Jim Morrison – oui, celui des Doors – attribuait à la peur la capacité de devenir un être libre : « Confrontez-vous à votre peur la plus profonde. Après cela, la peur n’aura plus de pouvoir. Et la peur de la liberté diminue et disparaît – vous êtes libre. »
Jim n’était pas le seul artiste obsédé par la peur : c’est un thème reconnaissant dans toute forme d’art. Les membres de Franz Ferdinand l’ont bien compris, et les attentes sont donc élevées avec l’annonce de “The Human Fear”, la suite très attendue de “Always Ascending” sorti en 2018. C’est le sixième album que le groupe écossais a sorti depuis sa formation en 2001. Une telle fréquence laisse supposer que chaque album a fait l’objet d’une réflexion approfondie, ce qui est une bonne chose. La qualité prend le temps qu’il faut.
Le premier extrait de cet album était le single “Night or Day”. Malgré les éloges de nombreux DJ radio (car c’est le nouveau Franz Ferdinand, ce qui suffit à la béatification), ce n’est décidément pas l’album que nous espérions. Nous espérions des paroles chantées plaintivement mais toujours avec ironie par Alex Kapranos. Nous espérions au moins un classique comme “Take Me Out” avec sa métaphore des deux tireurs d’élite qui, comme un couple amoureux, attendent le premier mouvement de l’autre. Des textes, en bref, avec un tournant, un rebondissement, le tout sur le rythme de riffs de guitare tranchants.
Nous espérions secrètement un album comme “You Could Have It So Much Better”. Nous aurions effectivement dû avoir quelque chose de meilleur. Car “The Human Fear” sonne comme un exercice routinier, comme une obligation ; onze morceaux sans aucune envie de faire entendre le Franz Ferdinand qui, il y a vingt ans, était encore considéré comme novateur.

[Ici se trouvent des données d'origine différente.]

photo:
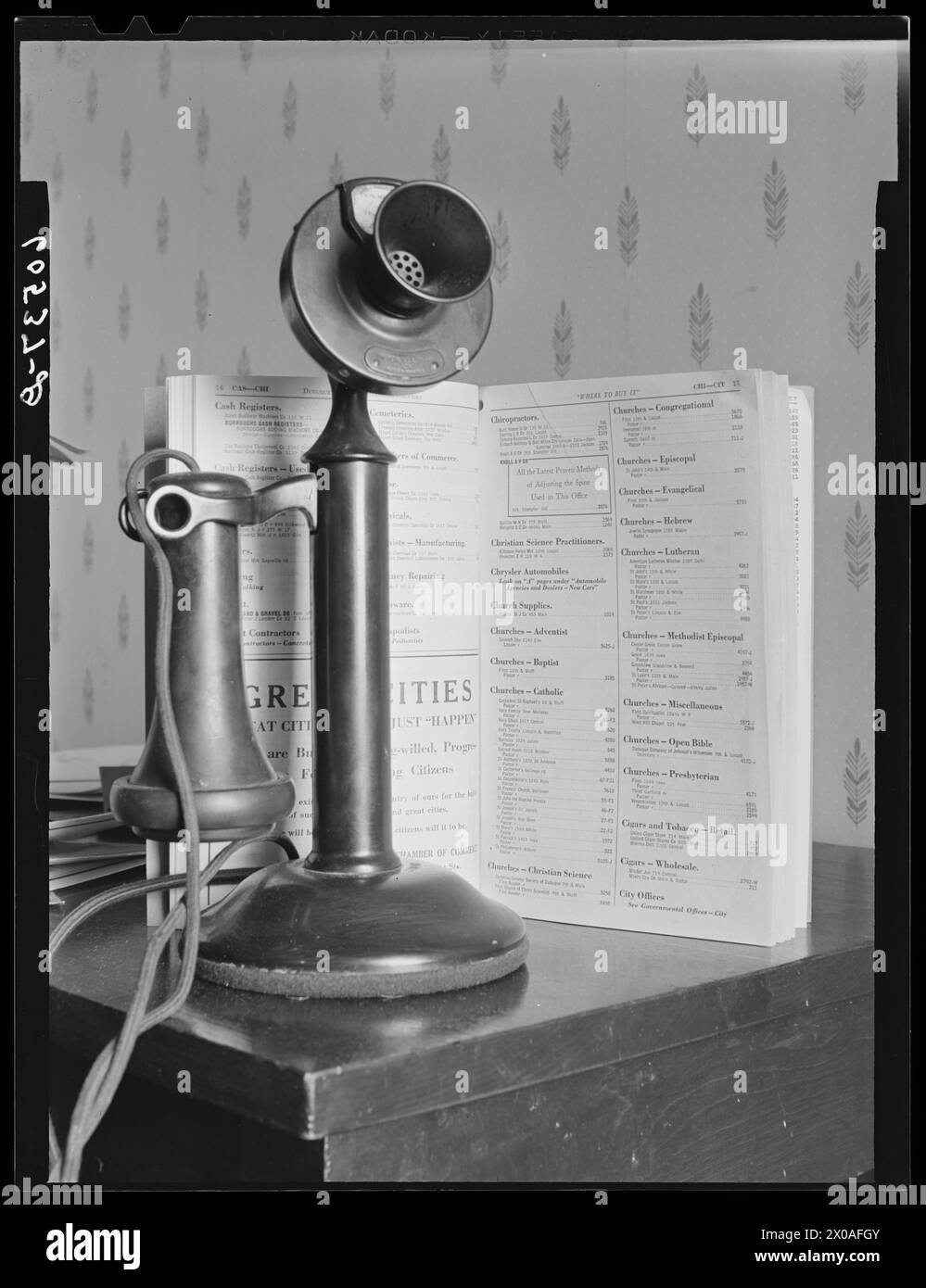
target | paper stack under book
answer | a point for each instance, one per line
(602, 635)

Franz Ferdinand comme l’incarnation du groupe indie ultime que l’on citait comme une déclaration, pour indiquer qu’on était bien au-delà de la britpop mainstream qui dominait le top 40.
Le Franz Ferdinand actuel sonne cependant comme un homme installé – établi, si vous voulez, à l’exception d’un seul écart (“The Birds”, également le morceau final). On remarque aussi immédiatement la lutte que cela implique : parfois ils veulent bien, mais cela finit inexorablement par s’éteindre.
C’est à juste titre que Franz consulte le médecin, pour nous laisser ensuite dans la confusion, car que devons-nous faire de cette donnée : le patient qui refuse de quitter son lit d’hôpital sous prétexte qu’il “a des infirmières à qui parler et des thermomètres à tenir”. Bien que cela soit toujours mieux que les paroles obligatoires que Kapranos chante dans “Audicious” comme un appel à rester courageux : “Alors n’arrête pas de te sentir audacieux, il n’y a personne pour nous sauver. Alors continue simplement”. Un texte presque fataliste, direct et emballé dans une chanson qui malheureusement s’effondre dans les refrains comme une mélodie à la douzaine.
Et cette peur ? Elle est abordée dans “Hooked”. “J’ai la peur humaine et c’est bien. Tout le monde a la peur humaine et ça me va.” Plus loin dans le texte, il devient clair qu’il s’agit de la peur de l’amour, alors qu’on est déjà “hooked” (accroché). C’est exemplaire du niveau.
C’est comme si le groupe faisait ses adieux à ses fans de la première heure. Les dames aux yeux cernés de noir par exemple, qui réclamaient les places devant les scènes des festivals et chantaient les paroles ligne par ligne comme preuve qu’elles avaient tout si bien compris. “Cils noirs, revenez”, chante Kapranos sur un air de danse aux accents grecs. Mais elles ne reviennent pas. Le public est maintenant censé être adulte. C’est un public qui ne s’inquiète plus autant, qui trouve que tout va bien.
Tout est un peu trop facile, surtout quand on pense qu’on a dû attendre six ans pour cet album. Nous attendrons volontiers encore six ans. Espérons qu’alors les hommes de Franz Ferdinand se sentiront assez libres pour vraiment surprendre à nouveau. Car cela peut vraiment être mieux. (6/10)(Domino).